Children’s mathematics performance was assessed using the Mathematics Assessment for Learning and Teaching (MaLT) test (Williams et al., 2005) which assesses six content domains of mathematics. Test items cover: (i) CN - Counting and understanding number - these questions typically involved counting forwards and backwards in sequences (e.g., 5, 9, _ 17, 21,25) (ii) NF - Knowing and using number facts - these questions required children to recall and apply number facts e.g., (5 × 7 - ▢  = 29) (iii) CA - Calculating - these questions involved applying arithmetic skills to solve word problems (e.g., children were asked “What number is ten less than 4000?”); (iv) SH - Understanding shape - these questions involved recognising properties of shape, symmetry, rotation and reflection (e.g. children were asked to “circle the shapes that have just one right angle.”) (v) ME - Measuring - these questions involved measuring area, perimeter, time, temperature and using units of measures, centimetres and grams (e.g. children were presented with a shape drawn on a grid of squares and asked “What is the distance round the outside of the shape in centimetres?”) and (vi) HD - Handling data – these questions involved interpreting information from tables, graphs, bar charts and pictograms (e.g., children were presented with a pictogram where they needed to identify “how many ice creams were sold on Wednesday?”).

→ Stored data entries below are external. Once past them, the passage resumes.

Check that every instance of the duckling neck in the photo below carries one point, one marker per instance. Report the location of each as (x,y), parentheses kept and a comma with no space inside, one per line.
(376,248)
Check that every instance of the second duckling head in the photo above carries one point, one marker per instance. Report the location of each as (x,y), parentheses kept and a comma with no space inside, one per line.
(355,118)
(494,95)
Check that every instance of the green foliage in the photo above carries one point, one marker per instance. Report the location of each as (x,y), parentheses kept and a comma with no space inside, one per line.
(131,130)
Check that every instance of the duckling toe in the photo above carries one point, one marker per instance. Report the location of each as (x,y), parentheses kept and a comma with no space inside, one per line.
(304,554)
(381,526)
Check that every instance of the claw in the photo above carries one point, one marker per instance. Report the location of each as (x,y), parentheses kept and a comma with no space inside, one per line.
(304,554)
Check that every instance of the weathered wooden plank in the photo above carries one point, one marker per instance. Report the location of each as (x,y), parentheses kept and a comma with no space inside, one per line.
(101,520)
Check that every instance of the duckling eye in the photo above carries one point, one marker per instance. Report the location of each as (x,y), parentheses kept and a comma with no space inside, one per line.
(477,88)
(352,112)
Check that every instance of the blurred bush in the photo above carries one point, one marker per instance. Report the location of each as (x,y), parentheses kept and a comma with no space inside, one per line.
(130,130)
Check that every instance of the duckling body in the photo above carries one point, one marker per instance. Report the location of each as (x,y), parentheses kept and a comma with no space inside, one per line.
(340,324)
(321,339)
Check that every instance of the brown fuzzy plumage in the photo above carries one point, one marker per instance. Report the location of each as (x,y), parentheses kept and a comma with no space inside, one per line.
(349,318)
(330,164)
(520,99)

Each question was read aloud by the test administrator and the mathematics assessment was group-adminstered. Children in Year 5 completed the MaLT9 version, and children in Years 6 and 7 completed the MaLT10 test. In the current sample, the internal consistency of the tests was α = 0.88 for the MaLT9 and α = 0.92 for the MaLT10. Both MaLT assessments had a maximum score of 45 marks, although the question format, and the number of items within each curriculum content domain varied on each test version in accordance with children’s age and related mathematical development. Whereas the MaLT9 is more heavily weighted towards items about counting and understanding number, and knowing and using number facts, the MaLT10 is more heavily weighted towards calculation skills. Otherwise, the number of items within each strand (and potential marks) were relatively similar overall across both versions, as shown in Table 1.

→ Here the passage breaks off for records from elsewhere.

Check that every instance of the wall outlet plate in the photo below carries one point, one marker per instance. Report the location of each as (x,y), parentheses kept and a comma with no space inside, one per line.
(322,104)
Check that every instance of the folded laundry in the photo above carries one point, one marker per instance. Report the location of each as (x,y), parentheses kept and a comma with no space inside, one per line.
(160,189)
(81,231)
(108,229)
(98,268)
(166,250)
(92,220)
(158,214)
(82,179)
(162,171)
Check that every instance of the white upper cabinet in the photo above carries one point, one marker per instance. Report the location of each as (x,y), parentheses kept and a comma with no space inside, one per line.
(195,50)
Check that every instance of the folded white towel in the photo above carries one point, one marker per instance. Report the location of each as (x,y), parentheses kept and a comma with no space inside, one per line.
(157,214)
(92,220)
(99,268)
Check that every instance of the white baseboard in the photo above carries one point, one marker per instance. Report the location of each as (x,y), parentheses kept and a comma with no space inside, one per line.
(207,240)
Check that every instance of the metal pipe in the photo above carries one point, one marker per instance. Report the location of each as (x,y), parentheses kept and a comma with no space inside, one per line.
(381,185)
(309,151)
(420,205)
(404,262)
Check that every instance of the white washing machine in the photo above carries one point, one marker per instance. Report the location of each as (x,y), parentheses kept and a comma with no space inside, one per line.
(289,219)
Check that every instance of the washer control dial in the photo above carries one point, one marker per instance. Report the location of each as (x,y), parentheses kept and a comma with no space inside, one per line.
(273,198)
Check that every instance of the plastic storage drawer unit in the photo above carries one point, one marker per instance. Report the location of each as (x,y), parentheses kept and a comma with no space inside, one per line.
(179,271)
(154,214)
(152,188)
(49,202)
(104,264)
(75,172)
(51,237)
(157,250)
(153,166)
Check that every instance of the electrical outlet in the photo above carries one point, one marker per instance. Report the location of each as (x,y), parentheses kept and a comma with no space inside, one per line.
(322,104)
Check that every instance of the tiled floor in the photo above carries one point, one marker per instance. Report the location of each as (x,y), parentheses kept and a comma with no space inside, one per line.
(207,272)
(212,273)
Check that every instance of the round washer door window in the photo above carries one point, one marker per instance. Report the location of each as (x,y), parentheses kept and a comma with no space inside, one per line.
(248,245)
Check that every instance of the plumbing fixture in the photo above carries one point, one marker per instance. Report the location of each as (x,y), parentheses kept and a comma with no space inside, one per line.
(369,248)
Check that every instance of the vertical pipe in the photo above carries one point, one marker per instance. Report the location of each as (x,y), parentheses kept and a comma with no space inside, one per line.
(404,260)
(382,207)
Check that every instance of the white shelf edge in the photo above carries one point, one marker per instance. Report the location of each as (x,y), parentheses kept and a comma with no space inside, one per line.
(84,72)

Table 1 The distribution of test items according to content domain, question format and test version

Procedure

Administration of the MaLT test

Participants completed a range of tasks during three testing sessions in the original study (Morsanyi et al., 2018b). However, because the current study focuses solely on a comparison of mathematical performance between the DD and a typically developing control group, the description of the procedure is restricted to the administration of the MaLT test only. In accordance with their level of education, the MaLT9 test was administered to 27 children (DD = 14, Control = 13), and the MaLT10 test was administered to 13 children (DD = 6, Control = 7). There were no practice questions included in either of the tests. Test administrators read each question out loud to the children, and the test was group administered. The children were given time to respond to each question. Although the children were not familiar with the MaLT test layout, they had had experience of completing a similar curriculum-based mathematics test (i.e., the Progress in Maths test - see https://gl-assessment.co.uk) prior to undertaking the MaLT test. Children were given identical verbal and written instructional reminders at the beginning of the assessment. The assessment was conducted in a familiar classroom setting. Children were allowed a maximum of 45 min to complete the test and the test was group-administered.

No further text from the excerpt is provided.